Los habitantes de la isla canaria expresan indignación ante el operativo de evacuación de pasajeros internacionales. Mientras la OMS y el gobierno español coordinan el arribo para este domingo, los trabajadores portuarios denuncian riesgos para la salud pública.
La llegada del crucero de lujo MV Hondius a las costas de Tenerife ha desatado una ola de incertidumbre y rechazo en la población local. Tras detectarse un brote de hantavirus a bordo —que ya obligó a evacuar a tres personas en Cabo Verde—, el Gobierno de España, en acuerdo con la Organización Mundial de la Salud (OMS), aceptó que la isla sea el punto de desembarco para la evacuación de los pasajeros. Con el arribo previsto para la madrugada del domingo, el clima en Santa Cruz es de máxima alerta: estibadores y vecinos se manifestaron frente al Parlamento de Canarias exigiendo garantías de seguridad sanitaria ante una operación que consideran un riesgo innecesario para la comunidad.
El operativo cuenta con el máximo nivel de supervisión internacional. Está confirmado que el director general de la OMS, Tedros Adhanom Ghebreyesus, llegará este sábado a la isla para coordinar personalmente las tareas de evacuación junto al Ministerio de Sanidad. El plan estipula que el buque fondee entre las 03:00 y las 05:00 GMT del domingo. Los pasajeros no permanecerán en suelo español: serán divididos por nacionalidades y trasladados directamente a aviones fletados por Alemania, Francia, Bélgica, Irlanda y los Países Bajos, que ya confirmaron el envío de aeronaves para repatriar a sus ciudadanos.
Sin embargo, los protocolos no logran calmar el ánimo de los tinerfeños. El viernes, un grupo de estibadores se congregó en Santa Cruz de Tenerife para manifestar su «enfado y resignación». Los trabajadores denuncian que no han recibido información clara sobre las medidas de protección y temen que la manipulación del buque o el contacto en el puerto facilite la propagación del virus. Una vez que el último pasajero sea evacuado, el MV Hondius deberá seguir rumbo hacia los Países Bajos, donde se llevará a cabo un proceso integral de desinfección y cuarentena técnica.
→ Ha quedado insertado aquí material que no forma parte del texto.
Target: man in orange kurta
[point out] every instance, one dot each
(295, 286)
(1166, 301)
El hantavirus, una enfermedad zoonótica que se transmite habitualmente a través del contacto con fluidos de roedores, no es común en entornos de cruceros de lujo, lo que ha generado interrogantes sobre cómo se originó el brote durante la travesía que partió desde Cabo Verde. Mientras la UE defiende la gestión de España como un acto de «solidaridad regional», los habitantes de la isla se preguntan por qué Tenerife fue elegida como el epicentro de una emergencia sanitaria de esta magnitud.
CRONOGRAMA DEL OPERATIVO:
- Sábado: Arribo de Tedros Adhanom Ghebreyesus (OMS) para coordinar la logística.
- Domingo (03:00 – 05:00 GMT): Fondeo del MV Hondius cerca de Tenerife.
- Domingo (Mañana): Evacuación por grupos nacionales y traslado a vuelos especiales.
- Post-operativo: El buque zarpa hacia los Países Bajos para desinfección total.
Entre el despliegue de seguridad y las protestas en las puertas del Parlamento, Tenerife se prepara para un fin de semana atípico. La mirada del mundo está puesta en el puerto tinerfeño, que se ha convertido, por decisión política y humanitaria, en el corredor sanitario de una crisis que pone a prueba los nervios de una isla que vive del turismo, pero que hoy mira al mar con desconfianza.